= Lianshun =

Lianshun (連順, 1844–1906), courtesy name Jie'an (捷安), was a Qing official and military commander of the Irgen Gioro clan from Girin Ula and a member of the Manchu Bordered Blue Banner.

== Biography ==
Lianshun accompanied his elder brother Jinshun on the Qing campaigns in Xinjiang, where he earned military distinction. He later served as Commander of Jinzhou (金州） Banner Troops, gaining a reputation for honest administration and benevolent governance; a commemorative stele was erected in his honor by the local population (連公德政碑).

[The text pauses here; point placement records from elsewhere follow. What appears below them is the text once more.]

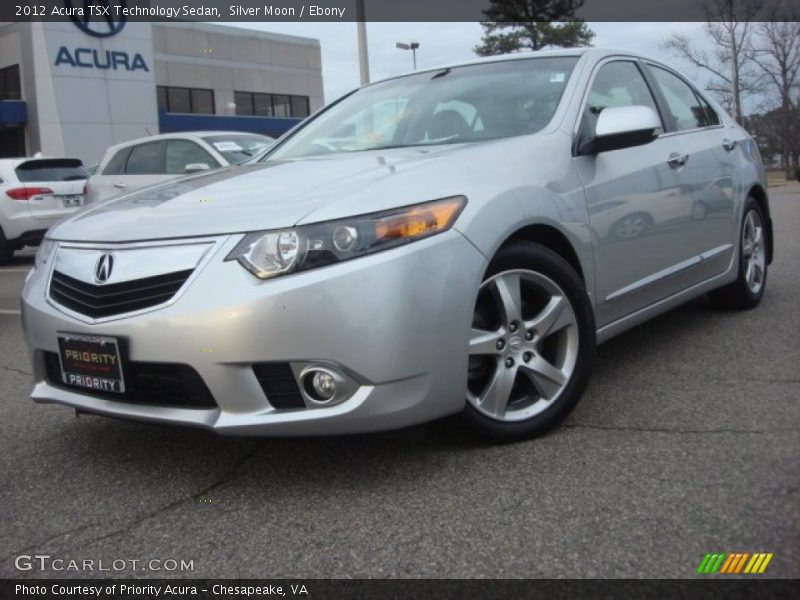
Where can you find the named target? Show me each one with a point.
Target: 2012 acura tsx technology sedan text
(450, 241)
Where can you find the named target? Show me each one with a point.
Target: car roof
(16, 161)
(180, 135)
(594, 53)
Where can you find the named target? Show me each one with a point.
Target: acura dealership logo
(104, 267)
(98, 17)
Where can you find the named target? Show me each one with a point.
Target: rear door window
(116, 166)
(687, 111)
(146, 159)
(180, 153)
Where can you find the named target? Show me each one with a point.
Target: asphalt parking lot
(687, 442)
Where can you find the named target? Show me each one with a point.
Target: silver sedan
(453, 241)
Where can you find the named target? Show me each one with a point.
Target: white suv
(35, 193)
(145, 161)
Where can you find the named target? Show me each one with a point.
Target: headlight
(44, 252)
(270, 253)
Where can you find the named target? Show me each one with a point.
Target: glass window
(244, 103)
(145, 159)
(510, 98)
(10, 88)
(180, 153)
(280, 105)
(711, 114)
(179, 100)
(116, 166)
(161, 98)
(300, 106)
(202, 102)
(262, 104)
(686, 110)
(239, 148)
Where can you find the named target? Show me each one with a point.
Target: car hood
(273, 194)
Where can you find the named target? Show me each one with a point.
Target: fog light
(324, 385)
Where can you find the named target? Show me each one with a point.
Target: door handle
(676, 160)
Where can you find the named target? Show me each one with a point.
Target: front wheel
(531, 346)
(748, 289)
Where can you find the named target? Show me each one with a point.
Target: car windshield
(238, 148)
(449, 106)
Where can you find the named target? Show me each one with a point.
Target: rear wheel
(531, 346)
(6, 249)
(748, 289)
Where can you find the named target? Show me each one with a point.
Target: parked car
(34, 194)
(145, 161)
(450, 257)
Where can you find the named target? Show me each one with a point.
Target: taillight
(27, 193)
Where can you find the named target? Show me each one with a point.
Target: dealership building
(73, 88)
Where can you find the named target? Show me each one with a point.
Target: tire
(751, 282)
(527, 368)
(6, 249)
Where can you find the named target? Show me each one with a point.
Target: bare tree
(729, 25)
(777, 55)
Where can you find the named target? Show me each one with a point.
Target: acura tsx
(452, 241)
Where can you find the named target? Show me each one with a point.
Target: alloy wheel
(523, 346)
(753, 252)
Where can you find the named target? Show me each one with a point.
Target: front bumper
(397, 321)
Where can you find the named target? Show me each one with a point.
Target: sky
(444, 43)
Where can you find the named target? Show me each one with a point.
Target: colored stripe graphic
(726, 567)
(767, 558)
(735, 563)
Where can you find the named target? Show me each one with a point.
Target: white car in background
(145, 161)
(36, 193)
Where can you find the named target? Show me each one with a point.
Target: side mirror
(623, 127)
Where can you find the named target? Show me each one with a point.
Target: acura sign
(96, 17)
(99, 19)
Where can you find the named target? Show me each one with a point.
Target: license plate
(91, 362)
(71, 201)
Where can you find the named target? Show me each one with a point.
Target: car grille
(117, 298)
(154, 384)
(279, 385)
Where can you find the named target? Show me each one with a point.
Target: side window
(711, 114)
(618, 83)
(687, 112)
(145, 160)
(116, 166)
(180, 153)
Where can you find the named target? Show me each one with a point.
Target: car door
(634, 201)
(708, 177)
(131, 168)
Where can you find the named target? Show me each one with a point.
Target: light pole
(410, 46)
(363, 56)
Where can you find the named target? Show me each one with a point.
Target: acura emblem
(102, 270)
(107, 23)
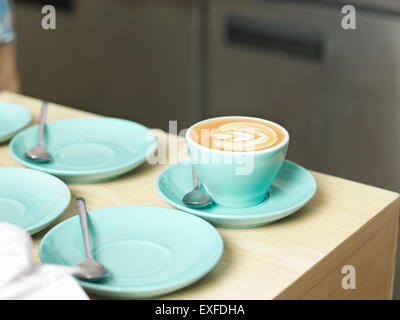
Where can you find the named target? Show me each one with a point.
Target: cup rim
(274, 148)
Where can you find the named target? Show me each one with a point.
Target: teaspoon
(38, 153)
(196, 198)
(91, 269)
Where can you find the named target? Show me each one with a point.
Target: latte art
(243, 136)
(237, 134)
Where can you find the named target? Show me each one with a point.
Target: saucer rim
(89, 173)
(237, 218)
(140, 291)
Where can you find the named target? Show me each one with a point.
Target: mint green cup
(237, 179)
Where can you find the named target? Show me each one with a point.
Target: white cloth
(20, 279)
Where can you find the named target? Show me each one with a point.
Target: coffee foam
(237, 134)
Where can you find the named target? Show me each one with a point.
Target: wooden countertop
(287, 259)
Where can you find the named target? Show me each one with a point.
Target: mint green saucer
(292, 189)
(87, 150)
(13, 118)
(31, 199)
(148, 251)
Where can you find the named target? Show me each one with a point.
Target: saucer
(148, 251)
(13, 118)
(87, 150)
(31, 199)
(292, 189)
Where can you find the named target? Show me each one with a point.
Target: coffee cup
(237, 158)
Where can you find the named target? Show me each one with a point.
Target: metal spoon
(38, 153)
(91, 269)
(196, 198)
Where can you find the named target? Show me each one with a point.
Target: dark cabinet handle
(293, 40)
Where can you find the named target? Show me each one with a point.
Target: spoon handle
(42, 122)
(80, 203)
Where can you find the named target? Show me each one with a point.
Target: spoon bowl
(38, 154)
(90, 269)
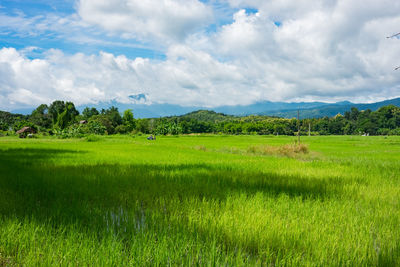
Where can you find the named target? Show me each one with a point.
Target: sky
(197, 53)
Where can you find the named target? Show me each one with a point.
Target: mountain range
(279, 109)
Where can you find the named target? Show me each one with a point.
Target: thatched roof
(26, 130)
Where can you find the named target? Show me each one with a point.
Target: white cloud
(168, 20)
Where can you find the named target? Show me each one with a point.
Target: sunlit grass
(191, 201)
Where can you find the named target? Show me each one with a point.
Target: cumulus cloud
(168, 20)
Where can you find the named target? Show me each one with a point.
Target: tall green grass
(191, 201)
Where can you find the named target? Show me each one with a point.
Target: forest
(63, 120)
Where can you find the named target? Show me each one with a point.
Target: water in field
(200, 200)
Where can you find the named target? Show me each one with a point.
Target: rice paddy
(200, 200)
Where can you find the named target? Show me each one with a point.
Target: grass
(200, 200)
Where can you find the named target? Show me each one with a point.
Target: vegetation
(61, 118)
(200, 200)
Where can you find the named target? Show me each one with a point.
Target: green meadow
(200, 200)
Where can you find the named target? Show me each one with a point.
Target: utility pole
(298, 126)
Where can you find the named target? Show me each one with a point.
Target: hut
(24, 131)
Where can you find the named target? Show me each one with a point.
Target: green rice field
(200, 201)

During the First Sino-Japanese War (1894–1895), Lianshun commanded the defense of Jinzhou against Japanese forces led by Oyama Iwao. Despite having only a small garrison, he and the reinforcements under Xu Bangdao (徐邦道) repeatedly repelled Japanese assaults. After the city walls were breached, Qing troops fought a fierce urban battle before being forced to withdraw to Lüshunkou (旅順口) due to overwhelming enemy numbers. Following the fall of Jinzhou, Lianshun was stripped of office but allowed to remain in service. He was later reinstated and served as Ministerial Adviser （參贊大臣）, Imperial Resident and Administrative Minister at Khüree (庫倫辦事大臣), and General of Uliastai. He eventually reached to the prestigious position of Imperial Guard Minister (内大臣).